On Thursday, the ECB reiterated that the disinflation process was “well on the right track”, but noted that domestic inflation remained “high”.
“Most of the measures of underlying inflation suggest that inflation will settle around the medium-term objective of the governance council on a sustained basis,” he added.
Adjustments of economic perspectives
The central bank also published its latest economic projections on Thursday.
“The staff now consult the inflation of the securities on average 2.3% in 2025, 1.9% in 2026 and 2.0% in 2027. The upward revision of the inflation of the securities for 2025 reflects a stronger energy price,” said the bank.
In December, the central bank still expected inflation on average 2.1% in 2025.

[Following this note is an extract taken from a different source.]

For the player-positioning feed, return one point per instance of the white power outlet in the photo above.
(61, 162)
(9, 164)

The adjusted gross domestic product in the euro area region, on the other hand, explained an increase of 0.1% in the fourth quarter, the last reading of the Statistical Agency Eurostat watch.
ECB staff projections on Thursday revised the prospects for economic growth in the region below, citing “continuous challenges”. It now expects growth of 0.9% in 2025, 1.2% for 2026 and 1.3% for 2027.
The previous projections had been shown up 1.1% this year.
“Decreasing revisions for 2025 and 2026 reflect a decrease in exports and a continuous weakness of investment, in part from the uncertainty of high trade policy as well as the uncertainty of wider policies,” the Central Bank said on Thursday.
Price uncertainty
Thursday’s rate decision is said that US President Donald Trump pursues an aggressive global tariff policy and European leaders are looking to increase defense expenses.
Prices on goods imported into the United States of Europe have not yet been announced, but have been threatened several times by Trump. The extent of these functions is not clear and the negotiation option could always be on the table.
Lagarde said Thursday that growth risks remained downwards, citing business tensions.
“An escalation of trade tensions would reduce the growth of the euro zone by mitigating exports and weakening the world economy,” she said.
“Continuous uncertainty about global trade policies could lead to investments.
European countries also seek to stimulate their defense and security budgets, relations between the United States and Ukraine. An increase in defense expenses could affect key economic markers such as inflation and growth.
The Lagarde of the ECB has approached both the European Union’s REARM plan and the proposals for a budget change in Germany, claiming that they were a “work in progress” and that conclusions on how plans would contribute to growth and impact inflation would be formed when more details are available.
“But one thing that, around the board of the board of directors, was clear, is that on the two accounts, it would be favorable to European growth as a whole and would be a boost to the European economy,” she said.
For the future, Lagarde refused to rely on the question of whether the central bank would hold the stable rates at its next meeting in April. In response to a question from Annette Weisbach from CNBC, Lagarde said that the current uncertainty meant that it was more important than ever that the board of directors was dependent on data.
“If the data tell us that to reach [our] Destination, the appropriate monetary policy should be to cut, we will, but if on the other hand, the data indicate that this is not the case, then we will not cut and we pause. It is therefore really there that we are: not pre -order, be dependent on the data, like never before, and decide a meeting by meeting. “”
– CNBC Chloe Taylor has contributed to this report.